In ML terms, the input is a name (which we treat as a sequence of characters) and the output is its category. 

Details:
- Use the `RNNForClassification` below. This is a simplification of the RNN class we used above. Note that the forward method does not take the category as an input anymore, since this is the output we would like to predict.
- We will run through the entire sequence with the RNN to compute the loss once. In particular, the `train_one_example` function from above will now be modified as:
```
# Step 1: obtain the *final* output
for i in range(input_line_tensor.shape[0]):
        output, hidden = rnn(input_line_tensor[i], hidden)
# Step 2: compute the loss based on the *final* output
# output is of shape (n_categories,) = (18,)
loss = cross_entropy(output, category)
# Note: pass in the raw category as a LongTensor of length 1. In the notebook above, we used a one-hot encoding, which we called as `category_tensor`
```

Deliverables:
- What are the differences between the `RNN` class above and `RNNForClassification` class below? Why do you think we have these differences?
- Separate out a validation set from the training set as 20% of names for each of the categories. 
- Find the divergent learning rate. Hint: you will have to train for a whole epoch to test for divergence. The loss might appear to be going down but then it could suddenly explode. RNNs are a not as robust to learning rates as MLPs. Practitioners use various tricks such as gradient clipping to deal with these issues. 
- Train the model for 5 epochs with quarter the divergent learning rate.
- Report the training and validation accuracy at the end of training.

In [None]:
class RNNForClassification(torch.nn.Module):
    def __init__(self, input_size, hidden_size, output_size=n_categories):
        super().__init__()
        self.hidden_size = hidden_size
        # input + old_hidden -> new_hidden
        self.i2h = torch.nn.Linear(input_size + hidden_size, hidden_size)
        # input + hidden -> output 
        self.i2o = torch.nn.Linear(input_size + hidden_size, output_size)

    def forward(self, inp, hidden):
        input_combined = torch.cat((inp, hidden), 1)
        hidden = self.i2h(input_combined)
        output = self.i2o(input_combined)
        return output, hidden

    def init_hidden(self):
        return torch.zeros(1, self.hidden_size)

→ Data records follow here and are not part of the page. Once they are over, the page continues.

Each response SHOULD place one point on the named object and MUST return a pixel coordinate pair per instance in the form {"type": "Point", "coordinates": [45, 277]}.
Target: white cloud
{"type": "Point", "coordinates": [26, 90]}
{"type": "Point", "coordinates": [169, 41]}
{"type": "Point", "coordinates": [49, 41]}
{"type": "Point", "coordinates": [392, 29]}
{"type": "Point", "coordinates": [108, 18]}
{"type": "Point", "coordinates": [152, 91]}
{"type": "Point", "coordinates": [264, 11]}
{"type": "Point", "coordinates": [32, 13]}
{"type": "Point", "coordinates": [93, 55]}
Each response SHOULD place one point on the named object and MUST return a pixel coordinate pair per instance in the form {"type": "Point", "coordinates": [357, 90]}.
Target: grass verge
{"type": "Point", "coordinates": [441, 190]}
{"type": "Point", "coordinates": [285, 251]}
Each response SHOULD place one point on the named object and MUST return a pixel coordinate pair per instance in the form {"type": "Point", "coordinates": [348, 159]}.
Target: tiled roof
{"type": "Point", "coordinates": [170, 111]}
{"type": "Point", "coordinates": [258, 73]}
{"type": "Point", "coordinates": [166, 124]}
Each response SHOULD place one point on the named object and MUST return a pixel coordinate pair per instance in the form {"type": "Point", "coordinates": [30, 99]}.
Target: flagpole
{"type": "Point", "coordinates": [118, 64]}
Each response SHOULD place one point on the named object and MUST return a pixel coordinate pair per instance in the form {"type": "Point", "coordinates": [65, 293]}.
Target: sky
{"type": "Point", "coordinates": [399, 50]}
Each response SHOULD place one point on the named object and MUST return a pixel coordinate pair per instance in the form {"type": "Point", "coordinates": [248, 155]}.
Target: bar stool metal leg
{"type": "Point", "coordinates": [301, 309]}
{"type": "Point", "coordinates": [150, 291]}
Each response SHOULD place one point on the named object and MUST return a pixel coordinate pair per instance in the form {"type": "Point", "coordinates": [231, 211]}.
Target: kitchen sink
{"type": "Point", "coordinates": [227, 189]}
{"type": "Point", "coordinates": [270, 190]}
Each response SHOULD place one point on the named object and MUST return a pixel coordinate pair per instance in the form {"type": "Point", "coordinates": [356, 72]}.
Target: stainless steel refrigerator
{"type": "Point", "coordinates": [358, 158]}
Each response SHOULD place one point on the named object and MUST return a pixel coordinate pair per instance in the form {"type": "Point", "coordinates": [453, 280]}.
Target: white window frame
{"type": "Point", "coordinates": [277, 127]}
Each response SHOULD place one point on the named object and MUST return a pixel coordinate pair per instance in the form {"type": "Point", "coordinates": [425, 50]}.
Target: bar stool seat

# Bonus Exercise 2: RNNs for Sentiment Analysis

The goal of this exercise is to perform sentiment analysis with a recurrent neural network. 

**Note**: This is an advanced exercise which brings together multiple concepts we have learned across all of the course. You might find it easier to attempt this after working out Bonus Exercise 1 above.

**Data**: We will use _movie review_ data from _Rotten Tomatoes_. Please see the demo of week 6 for details on the data. Download the data from [here](https://www.kaggle.com/c/sentiment-analysis-on-movie-reviews/data?select=train.tsv.zip). Also download the test set from the same page.
Note that you will need an active Kaggle account to access the data.

We will use . The sentiment labels are:
- 0 - negative
- 1 - somewhat negative
- 2 - neutral
- 3 - somewhat positive
- 4 - positive

**Model**: Use a word-level recurrent neural network built on the GloVe embeddings. See the lab from week 6 for details on how to obtain the GloVe embeddings for words. 
- The input `inp` to the forward method is the GloVe embedding of the input word. 
- The output dimension is 5, corresponding to the sentiment labels. 
- Use a hidden state of dimension 128. 
- Similar to the `RNNForClassification` above, compute the `cross_entropy` loss once for the entire sequence of words. 

**Optimization**: Find the divergent learning rate. Use 1/4th of the divergent learning to optimize the model with SGD. Plot the train and test loss and accuracy over the course of training.